Quando la mondializzazione porto' alla guerra
«A metà dell'Ottocento, grazie al commercio, persone che risiedevano in differenti zone del mondo si trovarono a condividere lo stesso destino. Uno shock che colpiva un'economia poteva velocemente essere trasmesso alle altre, come successe alla fine della guerra di Crimea, quando il mercato mondiale venne inondato dal grano russo. Nel 1857 i prezzi del grano crollarono a causa dell'aumento dell'offerta e le istituzioni finanziarie che, rassicurate dai prezzi elevati, avevano concesso prestiti si trovarono in difficoltà. Il panico finanziario e i fallimenti si diffusero da New York a Liverpool, Londra, Parigi, Amburgo, Oslo, Sud Africa ed Estremo Oriente» (J. Foreman Peck, 1999, 9). È questo l'incipit di un noto manuale di storia dell'economia internazionale che ben sintetizza la diffusione dell'integrazione economica dei mercati del pianeta alla metà del sec. XIX. Per riuscire a comprendere il fenomeno che da diverso tempo stampa e opinione pubblica hanno designato come globalizzazione, bisogna in realtà prendere le mosse da avvenimenti e fenomeni che sono maturati molto in là nel tempo. È opinione diffusa, nel mondo degli storici, che con quell'espressione si voglia in realtà rimuovere fenomeni che nel corso dei secoli l'hanno preceduta e che per certi tratti appaiono del tutto simili a quelli attuali. Ciò che li differenziava era in sostanza l'ampiezza dei territori toccati, l'intensità dei beni scambiati nelle correnti del commercio internazionale, le moltitudini di persone che si spostavano attraverso i continenti. Perché in realtà di questo si tratta: dell'espansione del commercio internazionale in tutti gli angoli del mondo.
Gli storici dell'economia hanno già descritto con sufficiente precisione il processo di formazione e d'integrazione successiva dell'economia mondiale ben prima che si affermasse il termine globalizzazione.Non sembra errato, infatti, porre l'inizio della globalizzazione moderna nell'età della formazione degli imperi spagnolo e portoghese, a cui seguì una ulteriore fase espansiva, intorno alla metà del Settecento, allorché si erano insediate reti transcontinentali stabili dal punto di vista economico e ricche di potenzialità.
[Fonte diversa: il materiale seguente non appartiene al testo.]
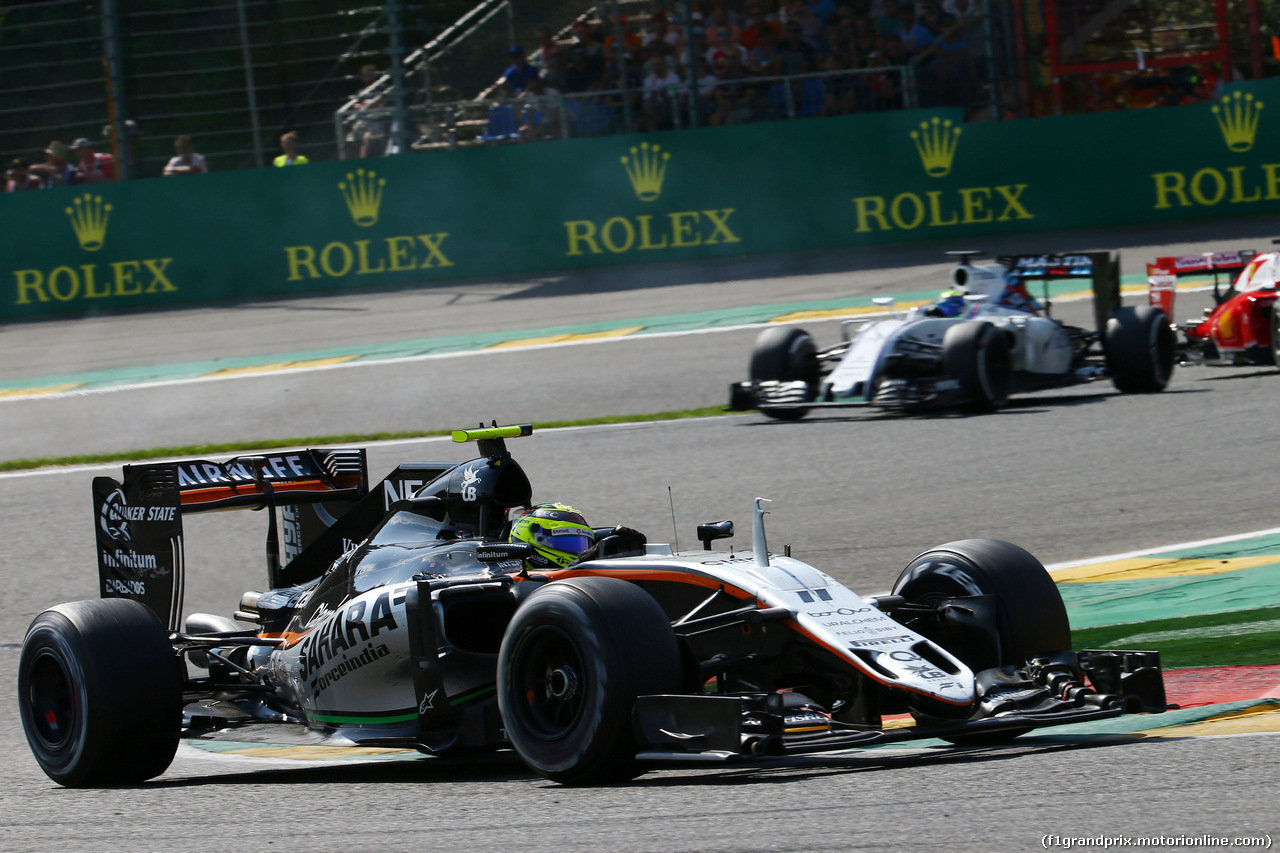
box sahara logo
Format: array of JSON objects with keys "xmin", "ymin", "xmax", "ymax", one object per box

A cavallo del periodo che intercorre tra la metà del Settecento e la fine dell'Ottocento, vi fu l'avvento di rapporti economici mondiali d'intensità fino a quel momento sconosciuta, favoriti dalle capacità di produzione, di trasporto e di comunicazione messe in moto dalla rivoluzione industriale. È la fase contraddistinta da un'intensa affermazione del laissez faire che impose al resto del mondo i «trattati ineguali» e diffonderà in altri continenti le istituzioni e la tecnologia delle società europee occidentali.
L'involuzione di quella fase, com'è noto, sfocerà nel new imperialism, tipico della belle époque, che mise in luce caratteristiche nuove rispetto al vecchio colonialismo degli imperi. Accanto, infatti, alla crescita dell'interscambio commerciale prese sempre più rilievo la grande finanza internazionale, in quelle forme sempre più sofisticate che Rudolf Hilferding definì come «capitalismo finanziario». Lo sbocco di quella fase, che alcuni commentatori hanno etichettato «prima globalizzazione» (o «mondializzazione» secondo l'accezione francofona), sarà lo scoppio della Prima Guerra Totale della storia dell'umanità. L'avvento del nazionalismo che arrestò ogni forma di cooperazione tra le nazioni e alimentò quel lungo periodo d'incertezze che alcuni storici hanno designato come la «Seconda Guerra dei Trent'anni». L'avvento quindi di una fase di grande apertura dell'economia mondiale, se non sapientemente guidata dallo spirito di collaborazione e dalla volontà di cooperazione del concerto degli stati, non approda necessariamente e spontaneamente a una «pace liberale».